ICT "not cool" enough for high schoolers: Web entrepreneur
- 21 October, 2010 12:08
The Pearcey Panel. Rob Fitzpatrick, Roger Price, Matt Barrie, Jonathon Wolfe, David Jonas and Gernot Heiser.
The local ICT industry will face a lack of suitable candidates in five years' time unless more high school students start studying ICT, according to Freelancer.com chief executive, Matt Barrie.
Speaking at a NICTA panel discussion in Sydney this week, Barrie said that his experience as an external lecturer at the University of Sydney had indicated less students were enrolling or attending ICT programs.
“The programs are getting worse," he said. "It’s starting at the grassroots bachelor programs. You are seeing enrolment numbers down year-on-year, and the composition of overseas master's students to bachelor's students has been increasing ever so much.”
Barrie said that the types of courses taught have been losing their technical content and becoming “dumbed down”.

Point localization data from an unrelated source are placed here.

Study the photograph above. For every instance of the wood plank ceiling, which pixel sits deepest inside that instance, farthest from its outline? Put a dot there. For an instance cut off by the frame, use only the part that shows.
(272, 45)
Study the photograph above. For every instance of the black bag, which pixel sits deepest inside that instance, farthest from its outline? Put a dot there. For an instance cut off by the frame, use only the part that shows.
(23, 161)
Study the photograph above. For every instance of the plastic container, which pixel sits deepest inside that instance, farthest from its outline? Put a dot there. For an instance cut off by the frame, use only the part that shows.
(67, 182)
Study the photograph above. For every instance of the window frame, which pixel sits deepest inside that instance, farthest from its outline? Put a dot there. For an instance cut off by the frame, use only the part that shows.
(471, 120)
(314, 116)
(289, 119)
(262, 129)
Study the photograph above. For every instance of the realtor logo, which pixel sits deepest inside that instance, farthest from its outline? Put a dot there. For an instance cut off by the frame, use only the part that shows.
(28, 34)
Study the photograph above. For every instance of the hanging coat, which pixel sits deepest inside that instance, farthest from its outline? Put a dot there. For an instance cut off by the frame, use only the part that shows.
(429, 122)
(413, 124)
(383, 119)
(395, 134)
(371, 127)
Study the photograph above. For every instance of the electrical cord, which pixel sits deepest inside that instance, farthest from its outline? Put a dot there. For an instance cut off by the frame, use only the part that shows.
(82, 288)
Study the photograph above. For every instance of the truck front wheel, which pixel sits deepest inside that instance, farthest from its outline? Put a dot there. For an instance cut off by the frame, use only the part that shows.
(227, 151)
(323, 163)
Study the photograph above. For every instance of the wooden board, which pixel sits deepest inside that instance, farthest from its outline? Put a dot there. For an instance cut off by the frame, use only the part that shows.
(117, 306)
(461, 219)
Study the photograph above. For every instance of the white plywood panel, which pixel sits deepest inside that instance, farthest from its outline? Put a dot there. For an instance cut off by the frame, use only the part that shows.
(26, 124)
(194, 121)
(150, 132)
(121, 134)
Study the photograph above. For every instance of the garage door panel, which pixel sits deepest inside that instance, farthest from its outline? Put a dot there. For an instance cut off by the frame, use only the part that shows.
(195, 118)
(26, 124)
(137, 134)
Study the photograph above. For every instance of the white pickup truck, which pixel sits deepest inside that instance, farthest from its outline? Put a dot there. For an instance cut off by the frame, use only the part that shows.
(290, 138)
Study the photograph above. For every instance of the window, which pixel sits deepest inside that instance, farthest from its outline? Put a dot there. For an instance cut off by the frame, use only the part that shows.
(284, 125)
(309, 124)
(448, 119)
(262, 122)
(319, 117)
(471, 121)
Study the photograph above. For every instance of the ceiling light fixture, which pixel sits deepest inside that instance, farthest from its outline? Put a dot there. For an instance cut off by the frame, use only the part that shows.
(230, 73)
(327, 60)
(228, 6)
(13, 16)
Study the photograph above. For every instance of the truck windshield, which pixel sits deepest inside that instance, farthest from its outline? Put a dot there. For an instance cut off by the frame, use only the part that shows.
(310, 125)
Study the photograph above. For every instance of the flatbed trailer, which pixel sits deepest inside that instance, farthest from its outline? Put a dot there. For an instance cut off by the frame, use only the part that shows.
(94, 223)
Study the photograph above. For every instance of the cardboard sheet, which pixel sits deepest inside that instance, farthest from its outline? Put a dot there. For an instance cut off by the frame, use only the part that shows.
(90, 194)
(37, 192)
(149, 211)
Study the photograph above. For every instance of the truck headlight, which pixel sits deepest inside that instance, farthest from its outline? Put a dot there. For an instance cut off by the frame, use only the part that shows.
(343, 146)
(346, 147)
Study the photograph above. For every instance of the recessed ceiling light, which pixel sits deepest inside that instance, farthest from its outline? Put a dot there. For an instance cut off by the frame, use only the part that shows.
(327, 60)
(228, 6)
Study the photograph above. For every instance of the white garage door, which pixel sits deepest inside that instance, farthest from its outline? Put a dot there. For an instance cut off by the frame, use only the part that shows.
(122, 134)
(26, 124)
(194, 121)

“I’ve seen my timetable for next year and my course is moving from 5pm to 7pm with tutorials going to 9pm to cater for the master's students to the detriment of the bachelor's students.”

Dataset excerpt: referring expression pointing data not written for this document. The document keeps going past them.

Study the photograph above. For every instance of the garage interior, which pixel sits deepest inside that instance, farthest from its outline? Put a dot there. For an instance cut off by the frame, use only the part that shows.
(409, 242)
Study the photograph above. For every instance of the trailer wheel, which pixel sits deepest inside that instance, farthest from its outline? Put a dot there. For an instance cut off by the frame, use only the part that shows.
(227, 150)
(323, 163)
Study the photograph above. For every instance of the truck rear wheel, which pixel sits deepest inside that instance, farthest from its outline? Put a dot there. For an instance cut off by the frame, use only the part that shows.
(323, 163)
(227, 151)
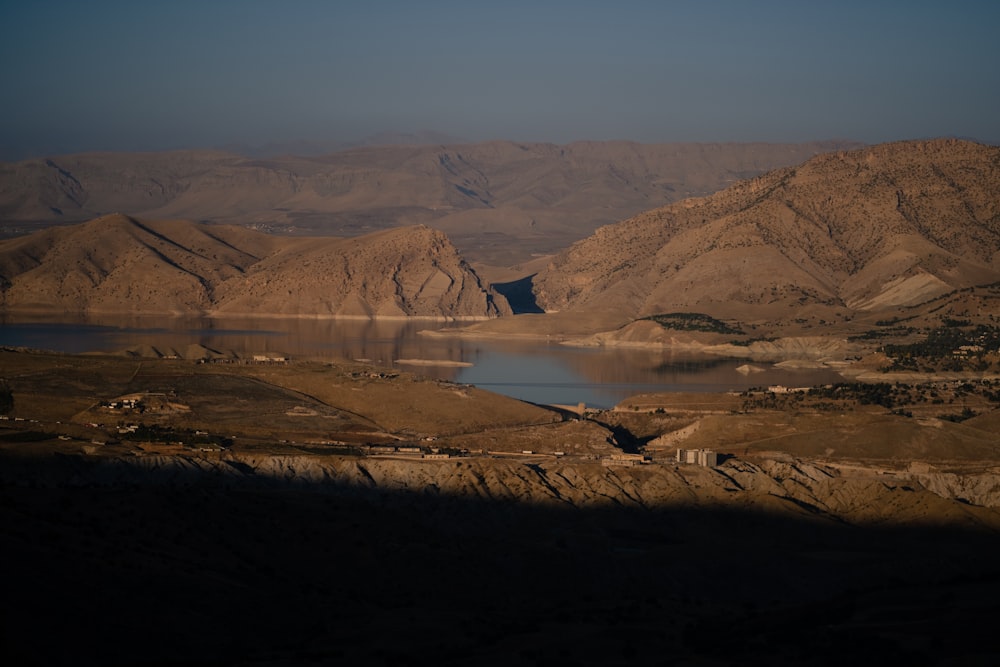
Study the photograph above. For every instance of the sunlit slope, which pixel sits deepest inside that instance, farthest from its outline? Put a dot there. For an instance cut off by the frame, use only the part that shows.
(892, 225)
(121, 264)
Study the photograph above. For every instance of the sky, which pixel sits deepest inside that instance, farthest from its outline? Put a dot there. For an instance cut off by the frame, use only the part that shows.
(136, 76)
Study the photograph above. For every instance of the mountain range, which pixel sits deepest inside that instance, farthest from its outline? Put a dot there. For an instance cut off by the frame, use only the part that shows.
(849, 232)
(887, 226)
(500, 202)
(118, 264)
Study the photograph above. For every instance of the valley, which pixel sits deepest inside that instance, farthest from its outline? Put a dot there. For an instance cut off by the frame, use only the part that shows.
(251, 507)
(386, 514)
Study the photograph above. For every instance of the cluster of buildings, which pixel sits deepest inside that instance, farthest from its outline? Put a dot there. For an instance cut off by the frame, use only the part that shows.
(701, 457)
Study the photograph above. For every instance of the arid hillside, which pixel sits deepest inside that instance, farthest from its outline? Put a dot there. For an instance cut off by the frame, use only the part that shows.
(117, 264)
(500, 202)
(859, 231)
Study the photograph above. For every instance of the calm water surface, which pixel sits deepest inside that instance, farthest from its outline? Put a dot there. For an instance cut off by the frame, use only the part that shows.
(532, 371)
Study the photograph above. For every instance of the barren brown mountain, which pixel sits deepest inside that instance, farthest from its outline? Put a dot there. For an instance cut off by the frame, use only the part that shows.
(893, 225)
(500, 202)
(119, 264)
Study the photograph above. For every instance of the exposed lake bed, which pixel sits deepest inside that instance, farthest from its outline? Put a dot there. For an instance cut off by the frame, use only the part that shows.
(539, 371)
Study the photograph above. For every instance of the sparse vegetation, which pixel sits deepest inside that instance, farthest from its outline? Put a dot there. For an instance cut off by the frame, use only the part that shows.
(954, 346)
(693, 322)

The lack of PhD students would ultimately come at the detriment of research and disenchanted lecturers, he said.
Despite a recovery in employment in the ICT industry, recruiters and organisations have warned of a looming skills shortage that could be a result of a rise in interest from the financial sector as well as job requirements under the National Broadband Network (NBN).
While ACS chief executive, Bruce Lakin, has dismissed claims of an existing skills shortage, he has said global certification and standards are required to ensure shortages in specific skills areas are not detrimental to the wider industry.
According to Barrie, part of the problem is most lecturers haven’t had a job so they wouldn’t “know how to commercialise anything.”
“Lecturers have very little exposure to the outside world. Something needs to be done with university education and technology.”
The way to combat this, he said, was to get teenagers at high schools interested in ICT.
“There is going to be a huge problem in about four years so we need to start at the high school level and encourage young people to do things like electrical engineering.
“When you see the Facebook movie, The Social Network, everyone is a rock star. That encourages kids in the US to go and study IT but we don’t have anything like that in Australia.”
One program established in universities across Australia sees female high schoolers targeted as potential applicants for future ICT courses and careers.
“We need more people like (Atlassian founder), Mike Cannon Brookes, who is building the next billion dollar software company to list on the ASX and try and build a technology sector here rather than taking it to the US. We need some recent success stories that students can associate with.”